The memory controller 104 is a digital circuit that manages the flow of data to and from the memory 112. By way of example, the memory controller 104 includes logic to read and write to the memory 112. In one or more implementations, the memory controller 104 also includes logic to interface with PIM unit 114, e.g., to provide commands to the PIM unit 114 for processing by the PIM unit 114. The memory controller 104 also interfaces with the core 110. For instance, the memory controller 104 receives commands from the core 110 which involve accessing the memory 112 and/or the PIM unit 114 and provides data to the core 110, e.g., for processing by the core 110. In one or more implementations, the memory controller 104 is communicatively and/or topologically located between the core 110 and the memory module 106, and the memory controller 104 interfaces with the core 110 and the memory module 106.

Broadly, the PIM unit 114 corresponds to or includes one or more in-memory processors, e.g., embedded within the memory module 106. The in-memory processors are implemented with example processing capabilities ranging from relatively simple (e.g., an adding machine) to relatively complex (e.g., a CPU/GPU compute core). The host processing unit 102 is configured to offload memory bound computations to the one or more in-memory processors of the PIM unit 114. To do so, the core 110 generates PIM requests 116 and transmits the PIM requests 116 to the memory controller 104. Further, the memory controller 104 converts the PIM requests 116 to PIM commands 118 (which are executable by the PIM unit 114), and transmits the PIM commands 118 to the PIM unit 114. The PIM unit 114 receives the PIM commands 118 and processes the PIM commands 118 using the one or more in-memory processors and utilizing data stored in the memory 112.

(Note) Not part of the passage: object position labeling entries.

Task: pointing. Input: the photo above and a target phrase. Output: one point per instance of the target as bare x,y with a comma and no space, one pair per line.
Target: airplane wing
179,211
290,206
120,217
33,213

Processing-in-memory using in-memory processors contrasts with standard computer architectures which obtain data from memory 112, communicate the data to the core 110 of the host processing unit 102, and process the data using the core 110 rather than the PIM unit 114. In various scenarios, the data produced by the core 110 as a result of processing the obtained data is written back to the memory 112, which involves communicating the produced data over the pathway from the core 110 to the memory 112. In terms of data communication pathways, the core 110 is further away from the memory 112 than the PIM unit 114. As a result, these standard computer architectures suffer from increased data transfer latency, reduced data communication bandwidth, and increased data communication energy, particularly when the volume of data transferred between the memory 112 and the host processing unit 102 is large, which also decreases overall computer performance.

Thus, the PIM unit 114 enables increased computer performance while reducing data transfer energy and increasing memory bandwidth as compared to standard computer architectures which use the core 110 of the host processing unit 102 to process data. Further, the PIM unit 114 alleviates memory performance and energy bottlenecks by moving one or more memory-intensive computations closer to the memory 112. Although the PIM unit 114 is illustrated as being disposed within the memory module 106, it is to be appreciated that in some examples, the described benefits of data compression using reconfigurable hardware based on data redundancy patterns are realizable through near-memory processing implementations in which the PIM component unit 114 is disposed in closer proximity to the memory 112 (e.g., in terms of data communication pathways and/or topology) than the core 110 of the host processing unit 102.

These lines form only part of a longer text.